Nesta medida, atente-se nos programas designados de "talk-shows", onde aparecem para conversas de cariz algo estranho os mais inqualificáveis indivíduos; repare-se nos "reality-shows" onde durante semanas a fio se aprisionam numa casa "hermeticamente fechada" mas devassada em absoluto, alguns autómatos de ambos os géneros, que rapidamente destilam os afectos mais primitivos e desconexos numa clara e desconcertante manifestação inconsciente de tudo quanto lhes vai na alma. 
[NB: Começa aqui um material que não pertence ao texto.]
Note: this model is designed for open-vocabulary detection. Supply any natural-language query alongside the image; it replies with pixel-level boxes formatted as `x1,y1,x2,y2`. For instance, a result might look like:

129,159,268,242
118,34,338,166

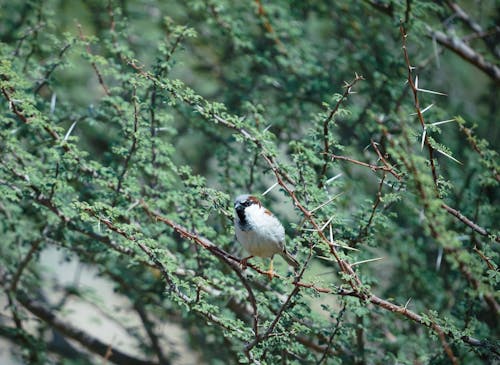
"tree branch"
445,1,500,59
16,291,161,365
427,27,500,84
114,85,139,204
442,203,499,242
318,74,364,187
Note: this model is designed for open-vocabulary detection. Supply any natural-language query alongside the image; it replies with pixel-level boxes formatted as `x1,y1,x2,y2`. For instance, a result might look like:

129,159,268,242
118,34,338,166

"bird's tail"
281,250,299,269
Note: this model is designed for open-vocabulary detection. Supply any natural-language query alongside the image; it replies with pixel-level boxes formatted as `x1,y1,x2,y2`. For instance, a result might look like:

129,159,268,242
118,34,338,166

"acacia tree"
0,1,498,364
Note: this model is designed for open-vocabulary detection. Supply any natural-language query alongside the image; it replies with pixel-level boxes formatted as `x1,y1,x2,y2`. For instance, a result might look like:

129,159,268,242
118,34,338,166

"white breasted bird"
234,194,299,279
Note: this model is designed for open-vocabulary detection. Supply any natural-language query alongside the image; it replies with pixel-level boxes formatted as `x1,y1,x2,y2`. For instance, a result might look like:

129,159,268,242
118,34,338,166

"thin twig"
331,154,401,180
400,23,439,189
458,123,500,182
77,23,110,95
114,86,139,204
442,203,499,243
10,239,43,292
472,246,495,271
317,303,346,364
318,74,364,187
371,140,399,177
234,267,259,340
34,42,73,94
357,173,386,240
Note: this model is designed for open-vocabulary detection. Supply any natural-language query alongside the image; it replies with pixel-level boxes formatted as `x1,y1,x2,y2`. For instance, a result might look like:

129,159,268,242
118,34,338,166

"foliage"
0,1,498,364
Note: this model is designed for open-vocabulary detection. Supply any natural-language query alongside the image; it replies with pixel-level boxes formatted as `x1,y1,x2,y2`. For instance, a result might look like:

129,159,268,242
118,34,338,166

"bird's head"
234,194,261,213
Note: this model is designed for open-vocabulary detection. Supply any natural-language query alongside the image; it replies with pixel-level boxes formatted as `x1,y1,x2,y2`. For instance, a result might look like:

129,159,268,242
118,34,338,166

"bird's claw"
265,270,275,280
240,256,253,270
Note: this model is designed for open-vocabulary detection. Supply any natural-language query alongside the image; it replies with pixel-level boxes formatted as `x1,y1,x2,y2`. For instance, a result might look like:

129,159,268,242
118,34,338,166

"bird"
234,194,299,279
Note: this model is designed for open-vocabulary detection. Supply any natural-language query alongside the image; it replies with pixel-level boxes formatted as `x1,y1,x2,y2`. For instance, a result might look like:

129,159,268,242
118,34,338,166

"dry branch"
427,27,500,84
16,291,161,365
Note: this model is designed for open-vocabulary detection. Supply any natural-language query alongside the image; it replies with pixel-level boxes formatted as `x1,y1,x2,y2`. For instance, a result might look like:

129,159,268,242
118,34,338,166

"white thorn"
421,128,427,150
351,257,384,267
325,173,343,184
320,214,336,231
310,192,344,214
263,124,273,132
416,87,447,96
420,103,434,114
435,246,443,271
50,93,57,114
262,182,279,196
64,120,79,141
431,119,456,126
436,149,462,164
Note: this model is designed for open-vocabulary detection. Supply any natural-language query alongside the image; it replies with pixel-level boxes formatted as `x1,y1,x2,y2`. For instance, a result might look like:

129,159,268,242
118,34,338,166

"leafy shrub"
0,1,498,364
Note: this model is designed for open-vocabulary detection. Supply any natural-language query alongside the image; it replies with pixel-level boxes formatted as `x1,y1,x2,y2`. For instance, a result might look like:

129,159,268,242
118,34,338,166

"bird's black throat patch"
236,206,250,231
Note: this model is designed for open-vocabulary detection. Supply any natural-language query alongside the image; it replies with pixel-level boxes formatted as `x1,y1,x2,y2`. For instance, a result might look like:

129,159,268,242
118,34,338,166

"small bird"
234,194,299,279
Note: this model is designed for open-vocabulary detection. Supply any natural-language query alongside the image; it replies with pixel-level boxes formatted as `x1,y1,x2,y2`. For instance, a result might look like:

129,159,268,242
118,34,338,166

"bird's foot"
240,256,253,270
266,257,275,280
265,269,275,280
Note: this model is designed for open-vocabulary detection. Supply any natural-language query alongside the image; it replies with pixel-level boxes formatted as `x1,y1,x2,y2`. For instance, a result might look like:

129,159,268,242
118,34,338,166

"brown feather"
248,196,262,207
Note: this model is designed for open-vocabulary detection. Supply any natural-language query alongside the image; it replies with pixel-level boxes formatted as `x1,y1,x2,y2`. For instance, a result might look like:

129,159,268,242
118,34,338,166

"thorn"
351,257,384,267
310,192,344,214
64,120,79,141
50,93,57,114
431,118,456,126
416,87,447,96
320,214,336,231
421,128,427,150
333,241,359,252
436,148,462,164
262,182,279,196
263,124,273,132
435,246,443,271
420,103,434,114
324,225,359,251
404,297,412,310
325,173,343,184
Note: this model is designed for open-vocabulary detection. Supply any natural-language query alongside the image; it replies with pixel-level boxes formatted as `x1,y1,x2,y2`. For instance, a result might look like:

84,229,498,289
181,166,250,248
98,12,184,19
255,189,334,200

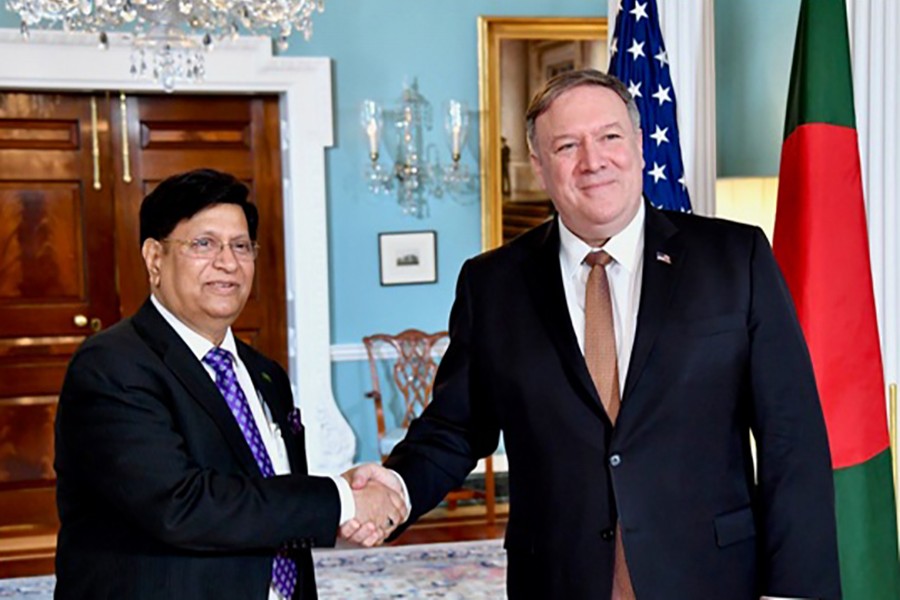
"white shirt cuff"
329,474,356,525
386,468,412,522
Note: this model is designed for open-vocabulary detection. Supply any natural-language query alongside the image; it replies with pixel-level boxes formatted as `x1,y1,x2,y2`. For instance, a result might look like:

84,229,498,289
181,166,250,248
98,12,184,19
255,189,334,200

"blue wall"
283,0,605,343
0,0,806,462
715,0,800,176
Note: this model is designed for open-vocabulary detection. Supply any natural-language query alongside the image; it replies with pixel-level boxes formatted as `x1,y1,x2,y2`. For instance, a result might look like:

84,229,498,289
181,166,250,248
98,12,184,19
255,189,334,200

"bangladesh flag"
773,1,900,598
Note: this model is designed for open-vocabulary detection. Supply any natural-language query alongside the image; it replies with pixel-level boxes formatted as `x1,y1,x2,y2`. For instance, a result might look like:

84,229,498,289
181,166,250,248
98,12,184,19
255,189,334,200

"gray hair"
525,69,641,154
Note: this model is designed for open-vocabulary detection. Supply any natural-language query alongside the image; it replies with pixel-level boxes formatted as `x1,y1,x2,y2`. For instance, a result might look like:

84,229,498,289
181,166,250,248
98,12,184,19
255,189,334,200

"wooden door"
0,92,119,575
111,93,287,366
0,91,287,577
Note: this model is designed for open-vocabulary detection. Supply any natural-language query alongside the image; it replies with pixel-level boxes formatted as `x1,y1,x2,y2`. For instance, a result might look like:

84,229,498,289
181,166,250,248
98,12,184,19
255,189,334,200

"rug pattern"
0,539,507,599
316,539,506,599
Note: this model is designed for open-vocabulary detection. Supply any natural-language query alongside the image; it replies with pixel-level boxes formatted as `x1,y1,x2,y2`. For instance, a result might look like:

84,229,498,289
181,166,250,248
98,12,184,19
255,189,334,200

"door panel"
245,98,287,362
0,184,85,301
140,120,251,148
0,119,79,149
0,93,118,576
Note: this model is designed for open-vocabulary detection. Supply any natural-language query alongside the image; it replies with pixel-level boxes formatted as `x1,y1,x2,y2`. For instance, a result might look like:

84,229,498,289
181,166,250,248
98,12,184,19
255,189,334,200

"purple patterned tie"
203,347,297,599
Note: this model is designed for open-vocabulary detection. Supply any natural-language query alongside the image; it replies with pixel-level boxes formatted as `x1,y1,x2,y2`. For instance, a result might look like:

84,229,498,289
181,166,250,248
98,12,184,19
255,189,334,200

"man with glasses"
54,169,405,599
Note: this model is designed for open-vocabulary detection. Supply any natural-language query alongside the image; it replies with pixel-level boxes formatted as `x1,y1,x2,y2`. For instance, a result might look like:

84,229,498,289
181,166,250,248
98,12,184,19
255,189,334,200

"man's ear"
529,152,548,191
636,127,644,170
141,239,162,288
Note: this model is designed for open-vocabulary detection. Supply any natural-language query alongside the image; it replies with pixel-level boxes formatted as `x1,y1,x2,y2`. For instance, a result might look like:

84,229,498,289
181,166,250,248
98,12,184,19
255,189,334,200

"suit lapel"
623,203,685,401
131,299,263,475
237,344,307,475
524,219,608,422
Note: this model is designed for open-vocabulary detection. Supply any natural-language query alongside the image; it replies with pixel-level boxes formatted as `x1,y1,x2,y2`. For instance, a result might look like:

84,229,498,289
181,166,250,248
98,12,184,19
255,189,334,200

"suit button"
600,528,615,541
609,453,622,467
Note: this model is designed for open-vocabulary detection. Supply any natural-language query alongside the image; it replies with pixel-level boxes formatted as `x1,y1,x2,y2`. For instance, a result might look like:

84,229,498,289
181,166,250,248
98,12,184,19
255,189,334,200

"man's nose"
578,140,607,172
212,244,240,270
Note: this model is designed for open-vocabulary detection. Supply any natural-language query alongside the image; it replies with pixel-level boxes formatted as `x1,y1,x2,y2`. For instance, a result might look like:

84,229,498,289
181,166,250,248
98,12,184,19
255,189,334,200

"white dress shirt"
151,295,354,600
556,211,801,600
558,202,645,392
No caso da internet são tantos os benefícios como os prejuízos: nas crianças escolarizadas é extremamente difícil a inculcação de regras de utilização da mesma. Trata-se de uma tecnologia com carácter altamente viciante embora potencie uma diversidade ímpar de matérias e recursos que, se mal aproveitados podem constituir uma deriva alienante, perigosa e desvirtuadora de bons hábitos, atitudes e tendências...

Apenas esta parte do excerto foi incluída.